“Gli over 65 hanno ancora molti progetti per il loro futuro, e questo varrà anche per i giovani di oggi quando anche loro invecchieranno. Chiediamo a loro di non bruciarsi i ponti dietro le spalle. Anzi chiediamo loro di lavorare e lottare assieme a noi per ridare vita allo spirito della legge 833 del 1978 sulla riforma sanitaria, che è stata conquistata con le lotte di coloro che adesso si vorrebbe rinchiudere nelle case”. Il Segretario Generale del Sindacato dei pensionati lombardi della Cgil, Valerio Zanolla, ha così chiuso il convegno “Ci dicevano ‘Andrà tutto bene’, ma avevamo paura”.
L’incontro dello Spi Cgil Lombardia è stata l’occasione per presentare uno studio condotto in collaborazione con l’Istituto Mario Negri, basato su un questionario distribuito tra i mesi di luglio e settembre a 1.480 over 65 residenti in Lombardia. Una fotografia della condizione degli anziani e di come il Covid -19 abbia cambiato le loro vite che ha fatto parlare don Virginio Colmegna di anziani “esiliati e occultati che vengono trattati come corpi estranei alla società” e della necessità di “reagire alla cultura dello scarto“.

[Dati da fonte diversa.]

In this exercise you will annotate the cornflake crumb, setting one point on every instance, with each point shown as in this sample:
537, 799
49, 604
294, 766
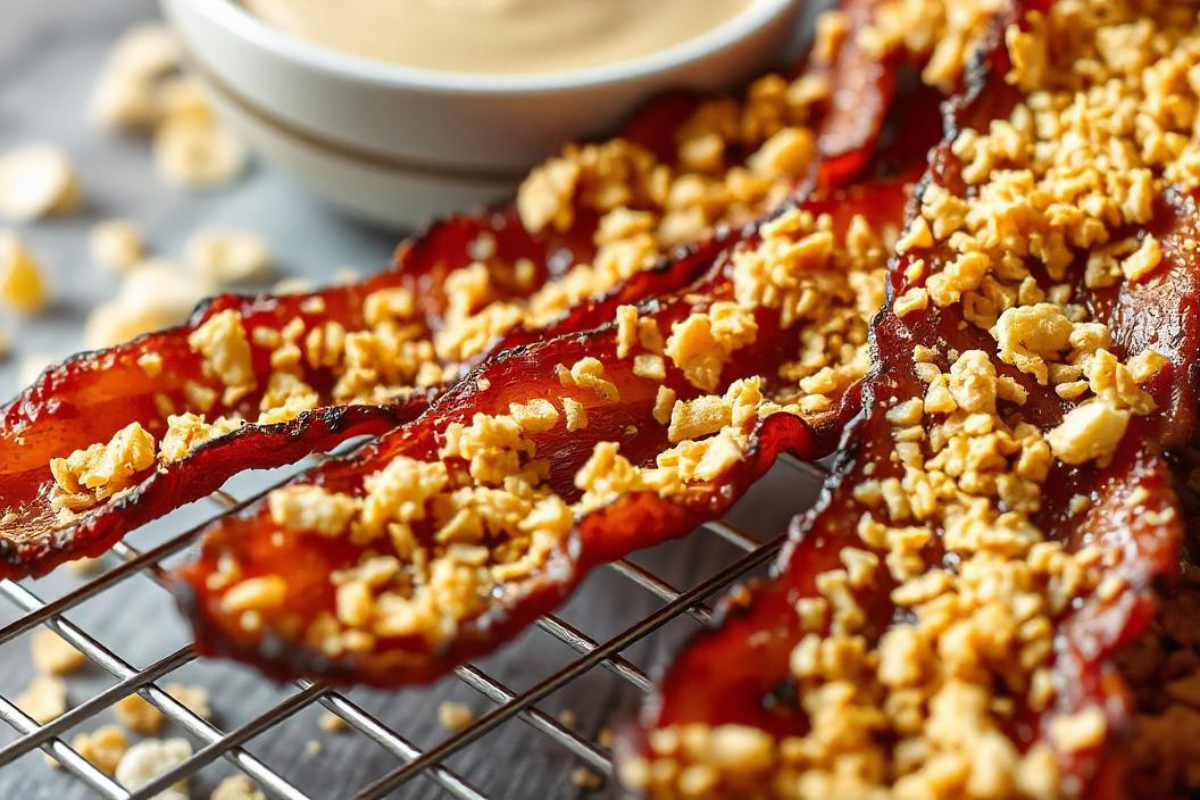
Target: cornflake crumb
115, 245
37, 180
136, 714
45, 699
196, 154
105, 746
1078, 731
455, 716
21, 276
88, 476
228, 256
150, 758
576, 414
53, 654
237, 787
331, 722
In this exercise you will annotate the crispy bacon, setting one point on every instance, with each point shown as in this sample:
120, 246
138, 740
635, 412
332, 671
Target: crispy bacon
306, 560
739, 673
90, 397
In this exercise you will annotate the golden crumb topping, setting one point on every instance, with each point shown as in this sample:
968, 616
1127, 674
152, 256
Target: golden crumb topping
925, 708
88, 476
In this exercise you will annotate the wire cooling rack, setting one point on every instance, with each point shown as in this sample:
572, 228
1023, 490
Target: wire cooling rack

Si muove in questo contesto l’analisi sugli effetti del lockdown sugli over 65: come ha pesato tutto questo sulle loro condizioni fisiche, psicologiche e di salute? Di che cosa hanno avvertito di più la mancanza? Come hanno trascorso il tempo dell’isolamento? E più in generale, che tipo di vita fanno i nostri anziani normalmente dal punto di vista delle attività culturali, sportive, ricreative?
Hanno risposto 1480 residenti in tutti i territori della Regione, di cui 647 donne e 817 uomini, con un’età media di 69 anni e un livello medio di istruzione (il 39,4% possiede la licenza media, il 38,3% un diploma). La maggior parte ha dichiarato di vivere con il partner, di avere figli e, in alcuni casi, dei nipoti.

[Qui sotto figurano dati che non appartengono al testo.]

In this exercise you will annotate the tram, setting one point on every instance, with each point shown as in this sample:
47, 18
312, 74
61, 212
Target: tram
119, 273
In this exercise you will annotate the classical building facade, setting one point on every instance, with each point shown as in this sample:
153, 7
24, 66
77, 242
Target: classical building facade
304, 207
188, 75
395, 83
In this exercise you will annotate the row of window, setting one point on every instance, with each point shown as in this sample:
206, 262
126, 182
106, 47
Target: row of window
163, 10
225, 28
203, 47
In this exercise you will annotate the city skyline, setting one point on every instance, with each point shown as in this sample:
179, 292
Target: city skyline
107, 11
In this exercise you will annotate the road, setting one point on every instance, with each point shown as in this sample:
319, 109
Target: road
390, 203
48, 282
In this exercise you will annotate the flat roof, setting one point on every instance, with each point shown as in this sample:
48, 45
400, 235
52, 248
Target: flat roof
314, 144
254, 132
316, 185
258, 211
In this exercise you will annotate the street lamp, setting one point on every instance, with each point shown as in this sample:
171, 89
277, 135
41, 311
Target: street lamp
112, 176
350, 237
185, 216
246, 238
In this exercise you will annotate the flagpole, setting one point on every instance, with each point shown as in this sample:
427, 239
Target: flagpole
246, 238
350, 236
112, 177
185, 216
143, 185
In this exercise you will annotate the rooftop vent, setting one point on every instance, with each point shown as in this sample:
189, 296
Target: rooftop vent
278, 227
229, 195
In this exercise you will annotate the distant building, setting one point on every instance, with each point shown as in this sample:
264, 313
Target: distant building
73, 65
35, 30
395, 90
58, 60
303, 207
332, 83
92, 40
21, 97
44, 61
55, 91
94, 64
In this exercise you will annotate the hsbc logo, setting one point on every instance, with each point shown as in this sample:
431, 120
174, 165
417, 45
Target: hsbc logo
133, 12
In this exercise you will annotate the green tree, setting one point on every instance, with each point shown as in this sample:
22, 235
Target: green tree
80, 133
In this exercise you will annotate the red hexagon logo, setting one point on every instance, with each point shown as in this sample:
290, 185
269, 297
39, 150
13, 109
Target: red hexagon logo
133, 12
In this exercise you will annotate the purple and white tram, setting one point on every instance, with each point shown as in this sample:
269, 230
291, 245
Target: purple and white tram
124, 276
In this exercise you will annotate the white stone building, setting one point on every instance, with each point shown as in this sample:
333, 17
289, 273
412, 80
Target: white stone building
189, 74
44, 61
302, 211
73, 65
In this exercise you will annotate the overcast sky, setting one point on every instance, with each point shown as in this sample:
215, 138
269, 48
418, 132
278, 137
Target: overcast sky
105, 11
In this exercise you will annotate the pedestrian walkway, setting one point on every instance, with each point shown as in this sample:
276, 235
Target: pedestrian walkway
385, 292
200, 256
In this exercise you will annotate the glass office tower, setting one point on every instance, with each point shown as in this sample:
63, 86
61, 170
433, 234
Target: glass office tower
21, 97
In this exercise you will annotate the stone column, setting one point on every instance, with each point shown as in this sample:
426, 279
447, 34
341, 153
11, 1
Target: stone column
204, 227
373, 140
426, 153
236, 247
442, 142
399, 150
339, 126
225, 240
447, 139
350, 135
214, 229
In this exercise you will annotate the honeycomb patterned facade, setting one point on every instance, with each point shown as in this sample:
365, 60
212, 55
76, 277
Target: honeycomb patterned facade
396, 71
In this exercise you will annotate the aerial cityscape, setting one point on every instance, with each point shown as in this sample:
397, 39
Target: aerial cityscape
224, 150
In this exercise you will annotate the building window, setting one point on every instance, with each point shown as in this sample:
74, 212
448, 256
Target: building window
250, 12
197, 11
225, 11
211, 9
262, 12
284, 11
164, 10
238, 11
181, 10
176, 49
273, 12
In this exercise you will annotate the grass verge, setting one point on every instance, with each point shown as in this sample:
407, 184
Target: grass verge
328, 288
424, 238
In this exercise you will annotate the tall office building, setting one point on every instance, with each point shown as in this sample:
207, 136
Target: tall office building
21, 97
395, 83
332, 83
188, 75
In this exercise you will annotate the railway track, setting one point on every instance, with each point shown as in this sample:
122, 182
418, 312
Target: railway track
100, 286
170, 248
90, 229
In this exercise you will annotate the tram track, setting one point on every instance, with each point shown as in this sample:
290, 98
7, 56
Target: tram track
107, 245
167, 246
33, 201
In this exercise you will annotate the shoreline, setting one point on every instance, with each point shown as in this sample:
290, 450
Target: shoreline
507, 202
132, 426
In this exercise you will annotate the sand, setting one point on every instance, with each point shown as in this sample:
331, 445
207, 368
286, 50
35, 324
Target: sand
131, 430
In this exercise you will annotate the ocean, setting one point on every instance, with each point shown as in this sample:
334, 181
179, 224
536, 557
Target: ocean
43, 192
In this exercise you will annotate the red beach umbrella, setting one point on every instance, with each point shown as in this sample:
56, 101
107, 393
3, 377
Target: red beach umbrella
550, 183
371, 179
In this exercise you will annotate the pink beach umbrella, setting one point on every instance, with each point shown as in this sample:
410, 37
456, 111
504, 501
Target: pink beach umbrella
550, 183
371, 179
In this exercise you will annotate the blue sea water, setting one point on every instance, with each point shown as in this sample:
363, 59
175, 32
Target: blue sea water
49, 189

Mentre il 52% degli intervistati dichiara di aver avuto un cambio di abitudini a seguito della diffusione del virus, un buon 47% dichiara di non aver subito modifiche alla propria vita. La metà degli over 65 coinvolti nello studio, dunque, conduceva una vita in casa anche prima delle restrizioni causate dall’emergenza sanitaria. Per quanto riguarda il benessere psicologico, invece, il 30% dichiara di aver subito un peggioramento del proprio stato rispetto al periodo precedente al lockdown; durante la quarantena, tra le persone coinvolte nella ricerca, 636 hanno provato per lo più ansia, 450 impotenza di fronte alla situazione, 269 tristezza e un numero minore di persone spavento, confusione e rabbia.

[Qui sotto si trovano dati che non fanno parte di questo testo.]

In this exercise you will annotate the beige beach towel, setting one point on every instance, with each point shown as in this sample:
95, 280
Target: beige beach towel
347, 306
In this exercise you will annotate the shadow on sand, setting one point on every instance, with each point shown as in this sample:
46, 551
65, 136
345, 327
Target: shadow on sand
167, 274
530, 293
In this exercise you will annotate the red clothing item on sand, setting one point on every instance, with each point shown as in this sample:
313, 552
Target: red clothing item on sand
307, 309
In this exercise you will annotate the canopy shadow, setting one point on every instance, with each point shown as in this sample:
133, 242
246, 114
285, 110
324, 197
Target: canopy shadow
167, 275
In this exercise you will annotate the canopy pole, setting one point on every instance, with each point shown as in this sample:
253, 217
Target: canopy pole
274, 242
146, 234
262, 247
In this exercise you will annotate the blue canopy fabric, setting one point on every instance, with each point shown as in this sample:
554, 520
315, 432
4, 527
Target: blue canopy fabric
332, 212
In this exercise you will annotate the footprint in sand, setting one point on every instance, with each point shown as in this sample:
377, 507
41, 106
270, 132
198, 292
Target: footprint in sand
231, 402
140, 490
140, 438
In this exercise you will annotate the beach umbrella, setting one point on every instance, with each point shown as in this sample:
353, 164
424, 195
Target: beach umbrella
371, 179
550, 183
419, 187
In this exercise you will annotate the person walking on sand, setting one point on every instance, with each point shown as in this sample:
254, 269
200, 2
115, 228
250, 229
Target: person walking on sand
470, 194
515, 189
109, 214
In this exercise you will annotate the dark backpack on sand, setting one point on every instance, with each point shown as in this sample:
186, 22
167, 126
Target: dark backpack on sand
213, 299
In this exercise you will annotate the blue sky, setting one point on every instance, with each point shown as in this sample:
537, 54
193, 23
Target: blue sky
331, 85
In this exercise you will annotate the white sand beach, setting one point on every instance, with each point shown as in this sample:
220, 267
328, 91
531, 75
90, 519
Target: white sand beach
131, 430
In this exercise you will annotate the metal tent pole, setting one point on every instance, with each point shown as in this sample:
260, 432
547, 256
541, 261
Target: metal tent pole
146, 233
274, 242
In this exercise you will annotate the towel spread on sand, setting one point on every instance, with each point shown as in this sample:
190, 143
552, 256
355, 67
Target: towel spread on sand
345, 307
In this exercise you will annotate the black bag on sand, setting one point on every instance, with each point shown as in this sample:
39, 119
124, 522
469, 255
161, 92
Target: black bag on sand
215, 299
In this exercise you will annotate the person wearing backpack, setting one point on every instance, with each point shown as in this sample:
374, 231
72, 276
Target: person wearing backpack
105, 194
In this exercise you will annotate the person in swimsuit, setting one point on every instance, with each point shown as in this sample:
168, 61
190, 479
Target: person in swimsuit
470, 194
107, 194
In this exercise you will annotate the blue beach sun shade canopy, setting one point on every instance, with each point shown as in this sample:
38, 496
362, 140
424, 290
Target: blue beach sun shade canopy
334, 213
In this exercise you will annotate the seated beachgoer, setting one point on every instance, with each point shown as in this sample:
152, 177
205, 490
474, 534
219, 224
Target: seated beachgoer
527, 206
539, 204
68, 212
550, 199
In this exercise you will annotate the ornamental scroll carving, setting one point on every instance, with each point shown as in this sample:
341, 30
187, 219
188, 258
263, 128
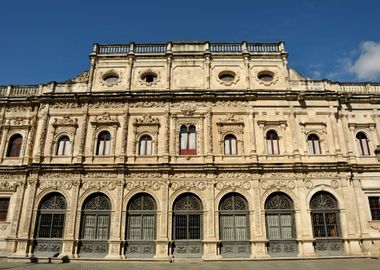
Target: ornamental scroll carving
142, 185
144, 175
97, 175
8, 186
267, 184
234, 175
176, 185
55, 184
99, 185
232, 184
188, 175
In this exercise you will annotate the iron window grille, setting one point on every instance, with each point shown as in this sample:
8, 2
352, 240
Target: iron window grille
325, 215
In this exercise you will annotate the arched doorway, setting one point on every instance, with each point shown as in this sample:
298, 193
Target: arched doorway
187, 226
50, 225
280, 225
141, 226
234, 226
95, 226
325, 221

Un sentimento molto comune (60% degli intervistati) è rappresentato dal senso di isolamento e abbandono, per lo più causato dall’impossibilità di vedere i propri familiari. Il 40 % degli intervistati ha dichiarato di aver trascorso il tempo dedicandosi a nuove attività: 216 persone hanno scoperto (o riscoperto) la lettura, 191 la cucina, 165 i film, 160 la tecnologia e i computer, 158 il giardinaggio.
L’indagine, che ha visto coinvolte per lo più persone autosufficienti, ma molte di esse affette da malattie croniche (65%), che assumono regolarmente farmaci (77%) o che si sottopongono a regolari visite mediche (78%), indaga anche il rapporto degli over 65 con la salute in generale e con le realtà sanitarie del territorio. Il 90% degli intervistati si dichiara molto fiducioso verso il proprio medico di base e gli specialisti della salute. Lo stesso non si può affermare se si considerano i servizi sanitari dedicati alla terza età, di cui solo il 20% si dichiara soddisfatto o i servizi ATS, ritenuti insufficienti da 664 intervistati. Un dato riguarda poi il tema dei vaccini influenzali, sul quale i partecipanti si dividono esattamente a metà: il 49,9% è favorevole, contro il 50,1% contrario.
Dall’indagine emerge poi un comune interesse degli over 65 verso la cultura e i viaggi: il 60% degli intervistati ha partecipato ad eventi culturali nell’ultimo anno, l’88% dichiara passione per la lettura, mentre il 40% ha viaggiato o partecipato a gite turistiche nell’ultimo anno. Quasi inesistente l’interesse verso i servizi sociali dedicati alla terza età (il 54% non conosce e non è in grado di esprimere opinione a riguardo). “Ebbene sì, siamo ancora vivi e da questa indagine abbiamo capito che invecchiare e basta non è la soluzione”, ha concluso Zanolla.